In the case at hand the Board of Supervisors of Elections respected the statute’s requirement by including in the proposed commissioners from which the commissioners to serve were drawn a list of proposed Republican Commissioners (those submitted by the Chairman of the Plaquemines Parish Republican Executive Committee on behalf of the non-local Republican candidate) .
It is unnecessary for us to decide in this case whether the Board was bound to use the Republican commissioners proposed on behalf of Mr. Britton. We do believe, however, that the Board’s use of these proposed Republican commissioners was a reasonable implementation of the statutory requirement that Mr. Britton’s Republican party be afforded representation by “at least one commissioner in each voting precinct”. Consequently, the district court should not have enjoined the Board and mandated a re-selection of commissioners.
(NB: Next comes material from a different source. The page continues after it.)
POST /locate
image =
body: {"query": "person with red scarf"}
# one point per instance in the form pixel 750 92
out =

Act 1 of 1975 adopts a new open election system by which separate party primaries have been done away with. R.S. 18:400(D) was obviously included in the Act so as to guarantee representation of *546each political party at the polls 3 and, hopefully to insure each candidate and each political party an opportunity for some measure of protection against election irregularity.
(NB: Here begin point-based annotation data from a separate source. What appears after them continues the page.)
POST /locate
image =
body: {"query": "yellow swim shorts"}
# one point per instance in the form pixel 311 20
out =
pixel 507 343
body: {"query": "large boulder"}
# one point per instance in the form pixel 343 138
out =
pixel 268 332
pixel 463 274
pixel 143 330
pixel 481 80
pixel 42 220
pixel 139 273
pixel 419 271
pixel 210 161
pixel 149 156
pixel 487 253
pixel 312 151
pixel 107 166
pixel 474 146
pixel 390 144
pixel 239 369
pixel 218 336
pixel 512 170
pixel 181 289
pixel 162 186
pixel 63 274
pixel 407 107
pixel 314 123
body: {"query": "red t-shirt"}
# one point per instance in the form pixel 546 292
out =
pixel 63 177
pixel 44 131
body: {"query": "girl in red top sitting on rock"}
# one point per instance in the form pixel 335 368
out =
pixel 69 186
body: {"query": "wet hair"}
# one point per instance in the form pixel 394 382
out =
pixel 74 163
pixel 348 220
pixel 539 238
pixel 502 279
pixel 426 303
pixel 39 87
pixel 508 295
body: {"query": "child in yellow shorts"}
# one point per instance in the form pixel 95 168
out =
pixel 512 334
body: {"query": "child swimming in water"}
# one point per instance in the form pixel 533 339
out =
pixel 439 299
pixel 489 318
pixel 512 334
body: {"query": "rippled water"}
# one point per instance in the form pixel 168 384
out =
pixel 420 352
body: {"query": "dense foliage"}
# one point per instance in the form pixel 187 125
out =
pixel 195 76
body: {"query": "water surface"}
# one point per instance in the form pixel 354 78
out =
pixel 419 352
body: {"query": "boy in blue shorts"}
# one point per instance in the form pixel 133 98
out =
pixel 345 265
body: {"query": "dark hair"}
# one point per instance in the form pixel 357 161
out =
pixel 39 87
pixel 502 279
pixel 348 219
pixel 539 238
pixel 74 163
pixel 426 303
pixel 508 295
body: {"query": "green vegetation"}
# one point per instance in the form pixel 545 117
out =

The construction which we place on the statute is not only what we consider to be the proper, logical and correct one, but also that which serves the unmistakable intent and purpose of the legislation.
For the foregoing reasons the judgment of the district court is reversed, and plaintiff’s suit dismissed at his cost.
. R.S. 18:384 Definitions
“When used in this Part:
(2) ‘Local candidates’ means and includes (a) candidates for membership in either house of the legislature and (b) candidates for any parish, ward or municipal office, except those for justice of the peace or constable.
(3) ‘Non-local candidates’ means all candidates who are not ‘local candidates.’
. Counsel for plaintiff has a contrary view. He says that the statute does not mandate commissioner representation because the statute says only that the political party “shall be entitled to be represented by” rather than “shall be represented by.” Additionally he says that “in the manner hereinafter provided” restricts the party’s entitlement, to circumstances set forth in the statute, i. e., where a given party has local candidates in an election involving local offices. For reasons more fully developed elsewhere in this opinion we disagree with counsel’s not entirely implausible argument.
. When Senate Bill # 274 (later Act 1 of 1975) passed the Senate the present subsection D was not included. The present subsections A, B, C, E, P apparently had been copied largely from existing primary election law in which there were candidates affiliated only with the party conducting the primary. Subsection D was inserted as an amendment (amendment #48) by the House Committee on House and Governmental Affairs. It was adopted to provide representation at the polls for candidates of all political parties. “ . Other amendments adopted by the committee included: (1) An amendment offered by Mr. Freeman on behalf of Mr. Lancaster to provide that each political party having one or more candidates for office in any primary shall he entitled to at least one commissioner in each voting precinct where such candidate (s) is voted on. ” 5/28/75 supplement to committee report, Committee on House and Governmental Affairs, Vernon J. Gregson, Chairman, relative to Senate Bill #274.